Platform-augmented fields on ctx.source
The Poe app platform stamps two extra fields onto every ctx.source (regardless of variant) via TypeScript module augmentation. They are populated by the trusted host kernel from server-side state — never read from app input — and ride through external dispatch automatically (createExternalStoreOrigin carries them from the dispatching source's origin to the target's ctx.source).

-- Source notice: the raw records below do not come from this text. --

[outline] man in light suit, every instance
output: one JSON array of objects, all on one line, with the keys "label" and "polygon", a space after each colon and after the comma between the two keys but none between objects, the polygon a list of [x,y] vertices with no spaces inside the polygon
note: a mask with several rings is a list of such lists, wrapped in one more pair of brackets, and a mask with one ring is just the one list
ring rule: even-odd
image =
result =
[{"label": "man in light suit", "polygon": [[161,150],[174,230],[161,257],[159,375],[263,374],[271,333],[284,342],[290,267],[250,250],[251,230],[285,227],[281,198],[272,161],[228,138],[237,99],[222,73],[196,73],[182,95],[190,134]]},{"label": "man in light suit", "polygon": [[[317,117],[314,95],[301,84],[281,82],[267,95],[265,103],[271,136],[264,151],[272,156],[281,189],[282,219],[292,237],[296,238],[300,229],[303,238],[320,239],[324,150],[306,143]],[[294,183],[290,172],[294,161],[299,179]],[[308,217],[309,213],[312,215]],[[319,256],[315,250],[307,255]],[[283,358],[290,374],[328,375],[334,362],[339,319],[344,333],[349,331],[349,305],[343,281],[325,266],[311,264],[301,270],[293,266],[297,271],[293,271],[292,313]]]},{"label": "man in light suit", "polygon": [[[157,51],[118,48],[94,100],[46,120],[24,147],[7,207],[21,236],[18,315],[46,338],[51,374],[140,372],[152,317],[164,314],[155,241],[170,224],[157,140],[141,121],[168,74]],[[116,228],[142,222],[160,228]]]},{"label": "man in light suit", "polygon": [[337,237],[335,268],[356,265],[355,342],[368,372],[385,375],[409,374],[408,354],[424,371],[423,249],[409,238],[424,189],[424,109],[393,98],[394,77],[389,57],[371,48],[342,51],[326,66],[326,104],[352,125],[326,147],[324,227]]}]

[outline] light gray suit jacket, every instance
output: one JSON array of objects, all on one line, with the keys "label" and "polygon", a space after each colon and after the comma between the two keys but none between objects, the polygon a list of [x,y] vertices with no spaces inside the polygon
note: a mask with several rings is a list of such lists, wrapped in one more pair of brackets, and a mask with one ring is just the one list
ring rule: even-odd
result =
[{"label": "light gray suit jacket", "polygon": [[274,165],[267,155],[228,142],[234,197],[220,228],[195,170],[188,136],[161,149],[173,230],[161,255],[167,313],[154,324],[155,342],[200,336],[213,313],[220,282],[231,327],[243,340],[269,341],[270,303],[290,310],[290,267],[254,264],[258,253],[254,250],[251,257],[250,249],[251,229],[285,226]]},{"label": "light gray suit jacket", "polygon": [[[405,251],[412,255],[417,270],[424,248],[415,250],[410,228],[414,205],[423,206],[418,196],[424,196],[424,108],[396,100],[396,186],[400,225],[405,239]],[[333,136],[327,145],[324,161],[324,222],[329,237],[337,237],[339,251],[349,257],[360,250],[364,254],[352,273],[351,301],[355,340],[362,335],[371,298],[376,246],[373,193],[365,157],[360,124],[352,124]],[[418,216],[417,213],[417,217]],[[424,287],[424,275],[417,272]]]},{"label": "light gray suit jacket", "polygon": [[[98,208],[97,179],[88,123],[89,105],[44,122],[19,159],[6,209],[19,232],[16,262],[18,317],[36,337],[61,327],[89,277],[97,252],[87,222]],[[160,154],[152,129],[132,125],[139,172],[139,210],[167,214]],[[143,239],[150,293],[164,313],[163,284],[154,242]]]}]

| Field | Type | Populated when |
|---|---|---|
ctx.source.roomId | string | undefined | The instance was opened with a <poe-app room-id="..."> attribute by the trusted root app, or any descendant inherits the ancestor's roomId. Undefined for out-of-room instances. |
ctx.source.parent | { typeId: string; instanceId: string } | undefined | The instance is a sub-app opened via apps.openChild. Carries the immediate parent's identity — for a 3-level mount the grandchild's parent is the sub-app, not the root. Undefined for root apps. |
typescript
recordOpenedFromContext: async (ctx, input) => {
// Track which app opened this instance (e.g. for breadcrumb UI).
// ctx.source.parent is undefined when the request comes from a root app.
const parent = ctx.source.parent;
await ctx.table("audit").set({
itemKey: input.eventId,
value: { roomId: ctx.source.roomId ?? null, parentTypeId: parent?.typeId ?? null },
});
},These fields are not present on the iframe-side optimistic run of a mutator (platform_fields are stamped host-side, not iframe-side). Read them under ctx.isServer or wait for the server-confirmed row when assertions depend on them.